Recently, Multimodal Large Language Models (MLLMs) have demonstrated their
superior ability in understanding multimodal content. However, they remain
vulnerable to jailbreak attacks, which exploit weaknesses in their safety
alignment to generate harmful responses. Previous studies categorize jailbreaks
as successful or failed based on whether responses contain malicious content.
However, given the stochastic nature of MLLM responses, this binary
classification of an input's ability to jailbreak MLLMs is inappropriate.

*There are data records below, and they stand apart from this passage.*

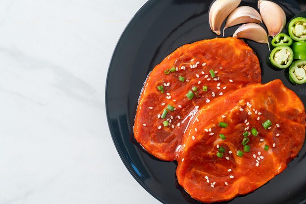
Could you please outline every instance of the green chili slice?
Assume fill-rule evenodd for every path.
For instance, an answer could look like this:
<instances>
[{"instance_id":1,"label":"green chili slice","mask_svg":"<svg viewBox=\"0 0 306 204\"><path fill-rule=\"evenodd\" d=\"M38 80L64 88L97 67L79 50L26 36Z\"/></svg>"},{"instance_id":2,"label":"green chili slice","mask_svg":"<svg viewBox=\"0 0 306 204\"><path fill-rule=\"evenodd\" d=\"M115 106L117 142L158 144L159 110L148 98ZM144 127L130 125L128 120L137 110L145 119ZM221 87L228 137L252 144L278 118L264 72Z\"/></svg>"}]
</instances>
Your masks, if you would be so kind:
<instances>
[{"instance_id":1,"label":"green chili slice","mask_svg":"<svg viewBox=\"0 0 306 204\"><path fill-rule=\"evenodd\" d=\"M298 60L289 68L289 79L296 84L306 82L306 60Z\"/></svg>"},{"instance_id":2,"label":"green chili slice","mask_svg":"<svg viewBox=\"0 0 306 204\"><path fill-rule=\"evenodd\" d=\"M293 61L293 51L287 46L275 47L270 54L270 61L272 65L279 69L288 67Z\"/></svg>"},{"instance_id":3,"label":"green chili slice","mask_svg":"<svg viewBox=\"0 0 306 204\"><path fill-rule=\"evenodd\" d=\"M293 58L298 60L306 60L306 41L294 42L292 44Z\"/></svg>"},{"instance_id":4,"label":"green chili slice","mask_svg":"<svg viewBox=\"0 0 306 204\"><path fill-rule=\"evenodd\" d=\"M284 33L280 33L272 40L271 43L273 47L280 45L290 46L293 41Z\"/></svg>"},{"instance_id":5,"label":"green chili slice","mask_svg":"<svg viewBox=\"0 0 306 204\"><path fill-rule=\"evenodd\" d=\"M292 20L288 26L291 38L296 41L306 40L306 18L298 17Z\"/></svg>"}]
</instances>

Derived from this viewpoint, we introduce jailbreak probability to quantify the
jailbreak potential of an input, which represents the likelihood that MLLMs
generated a malicious response when prompted with this input. We approximate
this probability through multiple queries to MLLMs. After modeling the
relationship between input hidden states and their corresponding jailbreak
probability using Jailbreak Probability Prediction Network (JPPN), we use
continuous jailbreak probability for optimization. Specifically, we propose
Jailbreak-Probability-based Attack (JPA) that optimizes adversarial
perturbations on input image to maximize jailbreak probability, and further
enhance it as Multimodal JPA (MJPA) by including monotonic text rephrasing. To
counteract attacks, we also propose Jailbreak-Probability-based Finetuning
(JPF), which minimizes jailbreak probability through MLLM parameter updates.
Extensive experiments show that (1) (M)JPA yields significant improvements when
attacking a wide range of models under both white and black box settings. (2)
JPF vastly reduces jailbreaks by at most over 60\%. Both of the above results
demonstrate the significance of introducing jailbreak probability to make
nuanced distinctions among input jailbreak abilities.